Fractional share provider Bombardier Flexjet is celebrating its 15th year in operation. “Over the past 15 years,” said Flexjet president Fred Reid, “the company has progressed immensely.” Last year, he said, “We did lose some money, a small fraction of what our competitors lost. But since the end of last year we’ve been back in the black.” Reid emphasized that this includes full allocation of items such as interest, depreciation and the burden of used aircraft. “Some people think Bombardier is supporting Flexjet,” he said. “I’m measured like any independent business. We’re managing cash flow, equity and paying debt.” Flexjet is also responsible for selling used aircraft when they are no longer needed for the fractional or charter fleet, something that Bombardier used to handle. “Now we’re responsible for the whole life cycle.”
During the first fiscal quarter of this year, Flexjet share sales climbed 11 percent compared with the same period last year, according to Reid. “Our volume of fractional sales doubled over the previous year. It is a recovery, but it’s a slow one. The trends are positive.”
Recent developments at Flexjet include Flexjet Connect, under which Flexjet is the airline’s exclusive partner for private jet services. Korean Air passengers will have access to Flexjet Connect charter flights operated by Flexjet partner Business Jet Solutions. Flexjet owners will receive elite status and incentives to fly first class on Korean Air flights.
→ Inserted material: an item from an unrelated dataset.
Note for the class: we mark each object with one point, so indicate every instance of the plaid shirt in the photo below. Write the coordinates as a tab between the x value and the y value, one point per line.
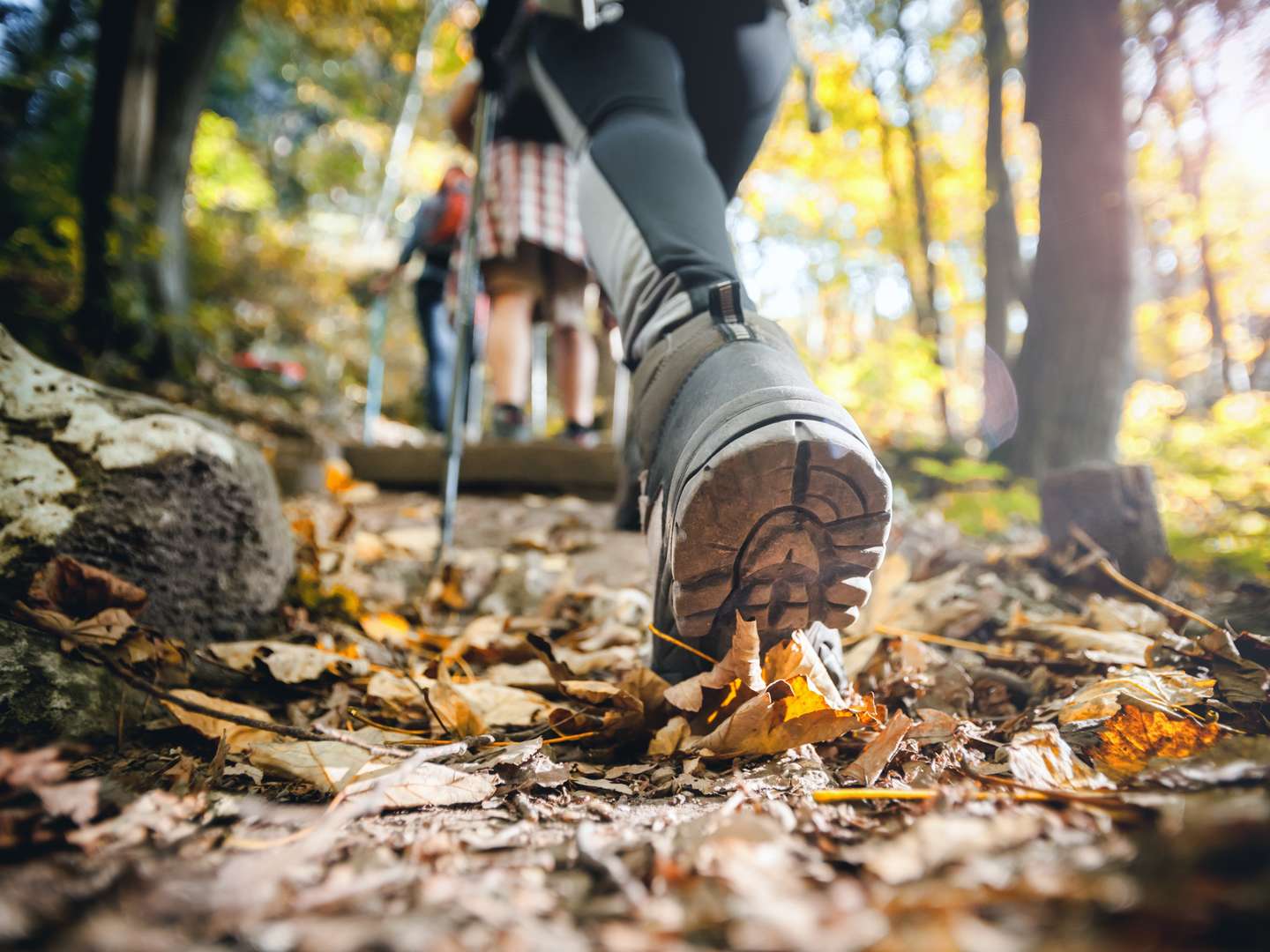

Flexjet will soon roll out a new customer service program that consolidates all customer contact into one person. All internal processes have been revamped so that the single point of contact at Flexjet can deal with any customer issue, backed up by the company’s various departments such as marketing, accounting, scheduling and so on. This fits in with Flexjet’s folding in of its sister company Skyjet, which brokers charters. Now customers don’t have to call separate numbers to book fractional flights or buy jet cards or charter flights, Reid said.